Yaworsky pushed back on that critique, arguing that financial strength reviews come from his agency — not ratings agencies — and that OIR employs more than 100 analysts who review insurers and their holding companies daily. Rating requirements, he said, matter primarily for Fannie Mae and Freddie Mac mortgage compliance, not for solvency determinations.

“We don’t give a lot of weight to ratings agencies … it’s not something that we look at on a day-to-day basis,” he said. He also noted that more than 60% of companies writing in Florida now carry ratings from multiple agencies, which OIR encourages.

“But from our standpoint, we’re doing a complete and thorough examination on our own of the financial welfare of companies, and that’s consistent across the country.”

Competition, he said, is also expanding as litigation levels out. Yaworsky pointed to several carriers filing for decreases this year and national brands increasing their presence. Some homeowners are again receiving multiple quotes, a shift from the “one option and take it or leave it” market many faced two years ago.

One recent example: Heritage Property & Casualty received approval this Fall for an average 3.3% statewide decrease, with cuts approaching 10% in some counties. But that filing reflects one company’s rate structure — not a universal trend — and Yaworsky acknowledged that statewide averages can obscure individual outcomes.

“A 0% statewide increase is truly a zero,” he said, “but if the average is a negative-1%, roughly half of policyholders will be above that and half will be below.”

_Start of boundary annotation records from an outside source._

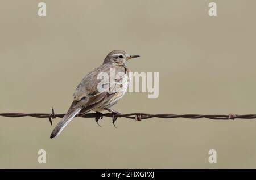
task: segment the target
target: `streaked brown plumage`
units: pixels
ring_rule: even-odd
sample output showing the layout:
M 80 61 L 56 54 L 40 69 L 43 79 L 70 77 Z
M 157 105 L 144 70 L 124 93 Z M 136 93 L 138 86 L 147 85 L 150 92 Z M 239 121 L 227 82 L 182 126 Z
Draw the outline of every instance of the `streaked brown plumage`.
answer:
M 102 65 L 87 74 L 77 86 L 74 94 L 74 100 L 66 115 L 59 122 L 51 135 L 53 138 L 59 135 L 67 125 L 77 114 L 82 114 L 94 110 L 108 109 L 124 95 L 129 83 L 129 72 L 126 66 L 128 59 L 138 57 L 130 55 L 123 50 L 113 50 L 105 58 Z M 114 73 L 112 74 L 114 70 Z M 99 91 L 98 85 L 102 82 L 98 78 L 102 73 L 109 77 L 102 87 L 109 87 L 107 91 Z M 114 74 L 114 76 L 112 75 Z M 115 75 L 121 75 L 117 78 Z M 105 79 L 106 80 L 106 79 Z

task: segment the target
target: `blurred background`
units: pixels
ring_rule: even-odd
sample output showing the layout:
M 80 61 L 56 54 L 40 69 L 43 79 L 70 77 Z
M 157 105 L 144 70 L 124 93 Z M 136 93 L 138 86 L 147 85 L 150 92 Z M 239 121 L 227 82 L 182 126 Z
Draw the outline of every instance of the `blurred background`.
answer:
M 159 72 L 159 96 L 127 93 L 122 113 L 256 113 L 255 1 L 1 1 L 0 112 L 64 113 L 82 78 L 114 49 Z M 256 168 L 256 121 L 0 117 L 0 168 Z M 46 151 L 39 164 L 38 151 Z M 217 151 L 217 164 L 208 151 Z

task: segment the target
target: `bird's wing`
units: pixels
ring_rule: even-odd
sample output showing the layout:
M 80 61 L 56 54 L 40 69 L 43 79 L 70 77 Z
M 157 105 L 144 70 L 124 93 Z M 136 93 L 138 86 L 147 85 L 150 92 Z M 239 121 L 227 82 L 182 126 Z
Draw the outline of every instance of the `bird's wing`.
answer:
M 80 111 L 85 113 L 95 108 L 101 103 L 106 103 L 112 98 L 118 91 L 121 91 L 122 78 L 119 80 L 109 80 L 108 84 L 110 88 L 115 86 L 114 91 L 99 92 L 98 84 L 101 79 L 98 79 L 98 75 L 100 72 L 105 72 L 110 75 L 110 65 L 103 64 L 86 75 L 77 86 L 74 93 L 74 101 L 69 108 L 66 115 L 59 122 L 51 135 L 51 138 L 59 135 L 68 123 L 79 114 Z M 117 72 L 123 71 L 122 68 L 116 68 Z M 123 68 L 123 71 L 125 69 Z

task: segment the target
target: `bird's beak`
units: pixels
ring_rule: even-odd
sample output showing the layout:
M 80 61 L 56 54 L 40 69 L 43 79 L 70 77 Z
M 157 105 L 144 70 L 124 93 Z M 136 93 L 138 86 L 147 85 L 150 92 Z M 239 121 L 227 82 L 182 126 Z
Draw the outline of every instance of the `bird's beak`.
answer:
M 133 58 L 138 58 L 139 57 L 139 55 L 130 55 L 129 57 L 128 57 L 128 59 L 133 59 Z

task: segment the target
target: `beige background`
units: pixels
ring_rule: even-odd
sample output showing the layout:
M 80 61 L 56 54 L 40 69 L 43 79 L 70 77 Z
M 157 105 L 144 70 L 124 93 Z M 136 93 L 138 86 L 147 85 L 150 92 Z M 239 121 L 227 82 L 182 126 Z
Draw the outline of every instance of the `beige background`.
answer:
M 82 77 L 112 50 L 159 72 L 159 96 L 127 93 L 122 113 L 256 113 L 255 1 L 1 1 L 0 112 L 65 113 Z M 60 119 L 54 120 L 53 125 Z M 256 121 L 0 117 L 0 168 L 256 168 Z M 37 161 L 47 152 L 47 163 Z M 208 151 L 217 163 L 208 163 Z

In practice, that means some homeowners will see decreases while others continue to face higher premiums depending on location, risk profile and carrier performance.

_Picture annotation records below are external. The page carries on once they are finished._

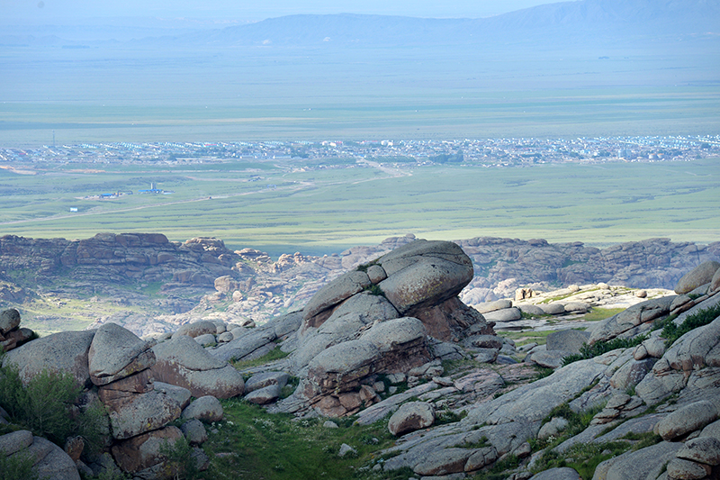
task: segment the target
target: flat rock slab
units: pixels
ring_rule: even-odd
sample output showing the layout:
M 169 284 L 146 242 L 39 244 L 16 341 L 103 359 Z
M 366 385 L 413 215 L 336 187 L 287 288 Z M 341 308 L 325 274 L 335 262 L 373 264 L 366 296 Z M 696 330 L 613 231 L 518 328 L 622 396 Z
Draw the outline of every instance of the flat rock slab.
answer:
M 583 344 L 588 343 L 590 334 L 589 331 L 578 330 L 561 330 L 547 336 L 548 350 L 567 350 L 580 353 Z
M 717 408 L 708 400 L 679 408 L 658 423 L 662 439 L 670 440 L 686 433 L 701 430 L 717 419 Z
M 692 292 L 696 288 L 705 284 L 710 283 L 713 276 L 720 269 L 720 263 L 716 261 L 703 262 L 680 278 L 675 285 L 675 293 L 678 294 Z
M 151 371 L 160 382 L 187 388 L 195 397 L 231 398 L 243 393 L 242 375 L 191 337 L 158 343 L 153 351 L 157 361 Z
M 265 372 L 252 376 L 245 383 L 245 392 L 249 394 L 255 390 L 265 388 L 271 385 L 280 385 L 283 388 L 290 380 L 290 376 L 285 372 Z
M 435 410 L 425 402 L 403 403 L 388 421 L 390 432 L 399 437 L 409 431 L 425 429 L 435 423 Z
M 155 390 L 147 394 L 126 394 L 103 398 L 110 415 L 112 437 L 129 439 L 159 429 L 180 417 L 175 400 Z
M 90 383 L 87 354 L 95 331 L 61 331 L 30 341 L 10 350 L 3 358 L 3 367 L 15 365 L 23 382 L 45 369 L 72 374 L 77 385 Z

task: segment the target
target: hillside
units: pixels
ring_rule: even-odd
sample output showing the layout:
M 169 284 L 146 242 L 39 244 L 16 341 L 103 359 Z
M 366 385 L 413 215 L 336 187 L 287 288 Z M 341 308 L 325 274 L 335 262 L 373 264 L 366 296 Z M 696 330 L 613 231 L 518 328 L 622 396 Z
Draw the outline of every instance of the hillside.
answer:
M 720 262 L 599 321 L 578 312 L 626 289 L 574 285 L 481 313 L 457 296 L 472 263 L 456 243 L 406 240 L 255 328 L 37 338 L 2 311 L 0 472 L 718 478 Z
M 169 242 L 162 234 L 99 233 L 82 240 L 0 238 L 0 306 L 20 310 L 41 332 L 113 322 L 140 335 L 172 331 L 203 318 L 262 324 L 302 308 L 324 285 L 415 240 L 392 237 L 340 255 L 231 251 L 218 239 Z M 720 242 L 651 239 L 605 249 L 478 237 L 457 240 L 474 276 L 460 294 L 470 305 L 513 298 L 520 287 L 549 291 L 606 283 L 672 288 Z

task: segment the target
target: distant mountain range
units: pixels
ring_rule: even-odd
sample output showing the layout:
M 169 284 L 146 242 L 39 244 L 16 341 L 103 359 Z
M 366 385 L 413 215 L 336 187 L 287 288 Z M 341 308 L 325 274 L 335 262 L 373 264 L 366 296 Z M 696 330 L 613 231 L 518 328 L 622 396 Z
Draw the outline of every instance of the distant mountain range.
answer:
M 111 21 L 108 21 L 111 22 Z M 539 5 L 481 19 L 431 19 L 366 14 L 300 14 L 223 29 L 107 25 L 117 40 L 134 32 L 135 44 L 197 46 L 422 47 L 591 41 L 615 45 L 667 43 L 720 38 L 720 0 L 579 0 Z M 50 35 L 0 35 L 0 45 L 57 45 L 98 41 L 102 25 L 43 27 Z M 16 32 L 16 29 L 15 31 Z

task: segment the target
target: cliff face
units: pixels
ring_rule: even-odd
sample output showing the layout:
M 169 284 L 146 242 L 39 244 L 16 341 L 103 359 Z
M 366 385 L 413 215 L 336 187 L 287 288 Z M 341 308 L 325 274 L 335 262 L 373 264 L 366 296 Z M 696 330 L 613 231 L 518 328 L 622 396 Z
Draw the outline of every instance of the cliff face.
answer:
M 392 237 L 339 255 L 295 253 L 275 261 L 251 249 L 230 251 L 222 240 L 208 238 L 171 242 L 156 233 L 98 233 L 81 240 L 4 236 L 0 237 L 0 303 L 22 310 L 20 305 L 32 299 L 95 295 L 113 308 L 96 309 L 88 323 L 115 322 L 140 334 L 173 331 L 208 315 L 263 322 L 303 308 L 333 278 L 415 240 Z M 669 239 L 602 249 L 581 242 L 492 237 L 455 243 L 473 264 L 474 277 L 460 294 L 468 304 L 512 297 L 521 286 L 543 291 L 605 282 L 672 288 L 684 272 L 706 260 L 720 260 L 720 242 Z M 29 313 L 23 314 L 29 318 Z M 68 312 L 40 313 L 50 322 L 63 315 Z

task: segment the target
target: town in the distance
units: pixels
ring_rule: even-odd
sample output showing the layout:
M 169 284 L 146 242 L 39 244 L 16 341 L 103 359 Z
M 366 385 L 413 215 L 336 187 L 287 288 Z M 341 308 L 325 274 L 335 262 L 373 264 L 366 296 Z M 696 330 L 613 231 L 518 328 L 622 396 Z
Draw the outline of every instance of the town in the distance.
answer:
M 382 162 L 515 167 L 542 163 L 684 161 L 716 155 L 720 135 L 576 139 L 234 142 L 104 142 L 0 148 L 0 162 L 198 163 L 223 159 L 362 158 Z M 321 166 L 320 166 L 321 167 Z

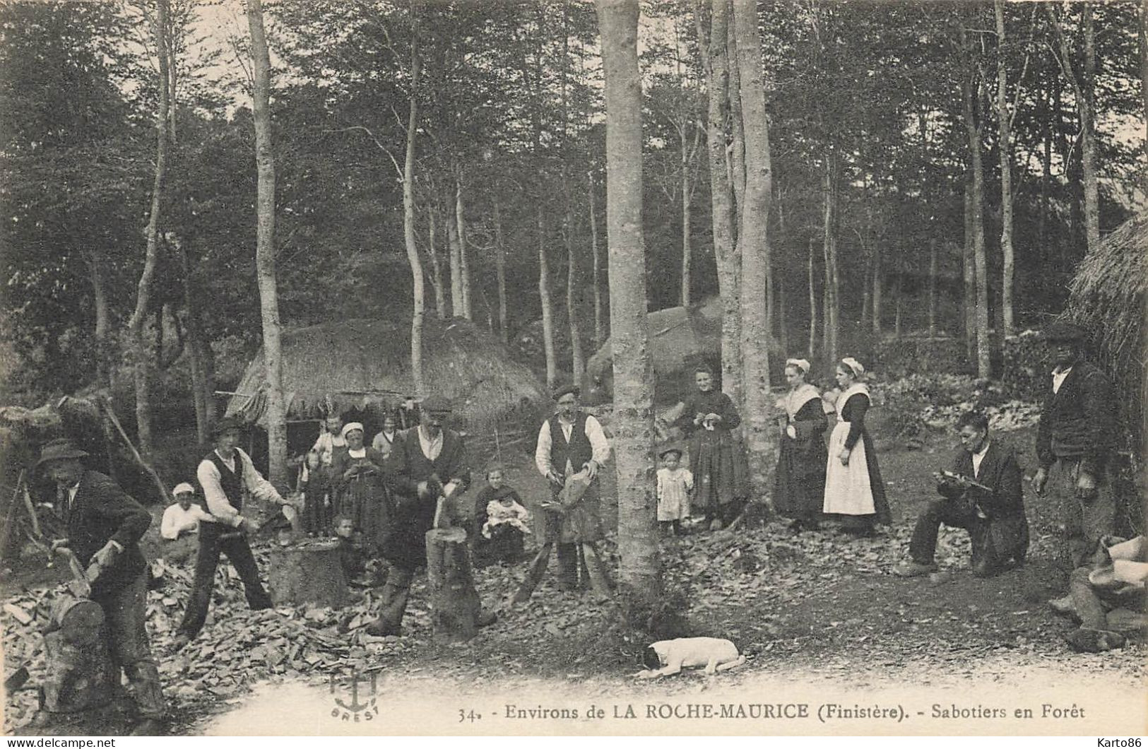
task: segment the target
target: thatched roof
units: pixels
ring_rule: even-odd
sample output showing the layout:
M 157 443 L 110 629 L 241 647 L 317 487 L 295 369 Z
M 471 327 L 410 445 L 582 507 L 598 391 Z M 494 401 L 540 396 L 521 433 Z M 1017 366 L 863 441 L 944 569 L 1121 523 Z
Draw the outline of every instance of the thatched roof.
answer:
M 331 410 L 393 411 L 413 396 L 409 323 L 347 319 L 285 331 L 284 391 L 288 418 L 321 418 Z M 455 422 L 467 431 L 533 420 L 549 403 L 529 369 L 513 362 L 496 337 L 471 322 L 428 318 L 422 368 L 429 393 L 455 403 Z M 266 377 L 256 353 L 227 404 L 227 415 L 262 419 Z
M 1148 299 L 1148 211 L 1130 218 L 1087 255 L 1069 285 L 1066 316 L 1092 337 L 1097 363 L 1119 389 L 1124 422 L 1145 445 L 1145 302 Z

For those still struggling with high costs, Yaworsky encouraged homeowners to shop aggressively, and to expect their agents to shop for them — and if they aren’t, then perhaps it’s time to shop for a new agent.

“We have a lot of great agents out there, and if their agent isn’t checking in twice a year, telling that consumer, ‘I’ve run the numbers and I’ve looked for other options for you,’ … then they really should talk to a new agent,” Yaworsky said.

He also emphasized the role of mitigation and storm hardening, noting that homeowners who make meaningful improvements to their property can see a dramatic reduction in their bill. The My Safe Florida Home program, which provides grants to help homeowners pay for storm-hardening enhancements, is one avenue OIR encourages Floridians to pursue.

“We think it’s good number one, because you save money on your insurance policy, but also it makes your house a lot stronger during a potential catastrophic event, and you’re less likely to suffer a severe loss,” Yaworsky said.